Das may have found a way to answer them. He is using a molecular genetic technique called RNAi-silencing to look at what happens in breast cancer cells when the ER beta gene is shut down; when the ER alpha gene is silenced; or when both genes are inactive. The behavior of the cells’ genomes in each scenario will help Das and his colleagues understand more fully how ER beta might play a role in the development of breast cancer.
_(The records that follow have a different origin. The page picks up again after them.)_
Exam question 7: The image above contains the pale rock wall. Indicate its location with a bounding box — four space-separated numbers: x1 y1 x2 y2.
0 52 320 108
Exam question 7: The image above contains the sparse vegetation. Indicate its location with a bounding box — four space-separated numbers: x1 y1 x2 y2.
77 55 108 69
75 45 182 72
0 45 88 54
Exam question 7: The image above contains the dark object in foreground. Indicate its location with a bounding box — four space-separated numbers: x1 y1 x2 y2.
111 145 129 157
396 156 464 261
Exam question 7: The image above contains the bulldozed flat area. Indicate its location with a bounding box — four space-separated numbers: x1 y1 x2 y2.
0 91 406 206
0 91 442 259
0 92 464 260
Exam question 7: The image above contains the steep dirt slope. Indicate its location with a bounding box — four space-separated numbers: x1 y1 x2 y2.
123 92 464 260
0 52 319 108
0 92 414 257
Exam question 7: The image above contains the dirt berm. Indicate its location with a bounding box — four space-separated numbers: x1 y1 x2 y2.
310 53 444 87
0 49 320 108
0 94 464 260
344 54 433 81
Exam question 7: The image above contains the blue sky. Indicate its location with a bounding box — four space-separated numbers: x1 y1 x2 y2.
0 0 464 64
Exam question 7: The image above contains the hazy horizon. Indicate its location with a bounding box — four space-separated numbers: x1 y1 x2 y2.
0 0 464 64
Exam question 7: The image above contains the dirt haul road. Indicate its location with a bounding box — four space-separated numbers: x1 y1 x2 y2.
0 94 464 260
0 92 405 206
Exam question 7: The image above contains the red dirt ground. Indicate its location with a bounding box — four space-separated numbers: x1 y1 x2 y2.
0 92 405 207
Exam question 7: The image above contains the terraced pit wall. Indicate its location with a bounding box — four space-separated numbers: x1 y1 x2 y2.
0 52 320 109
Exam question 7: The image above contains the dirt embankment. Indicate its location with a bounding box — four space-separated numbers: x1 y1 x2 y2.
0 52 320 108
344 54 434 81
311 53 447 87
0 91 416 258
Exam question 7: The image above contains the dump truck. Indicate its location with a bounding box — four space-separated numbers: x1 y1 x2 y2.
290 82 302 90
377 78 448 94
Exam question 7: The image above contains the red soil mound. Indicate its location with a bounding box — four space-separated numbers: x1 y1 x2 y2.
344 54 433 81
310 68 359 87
Roswell Park donations are providing needed funds for the research.
Through a collaboration with Steven Gill, PhD and Michael Buck, PhD of the Center of Excellence in Bioinformatics and Life Sciences, University at Buffalo, Das and his team are analyzing massive amounts of data on thousands of genes. He also is working with Cornell University to research how ER beta controls the production of ribonucleic acid, or RNA (the messenger molecule DNA uses to instruct a cell to make proteins), from specific genes in the breast cancer cell genome.
Understanding the role of ER beta could allow oncologists to classify breast cancers more precisely, and to tailor treatment more effectively. ER beta’s function may also provide clues to treating other cancers, because it is expressed in tissues beyond the breast, such as the lung and prostate gland.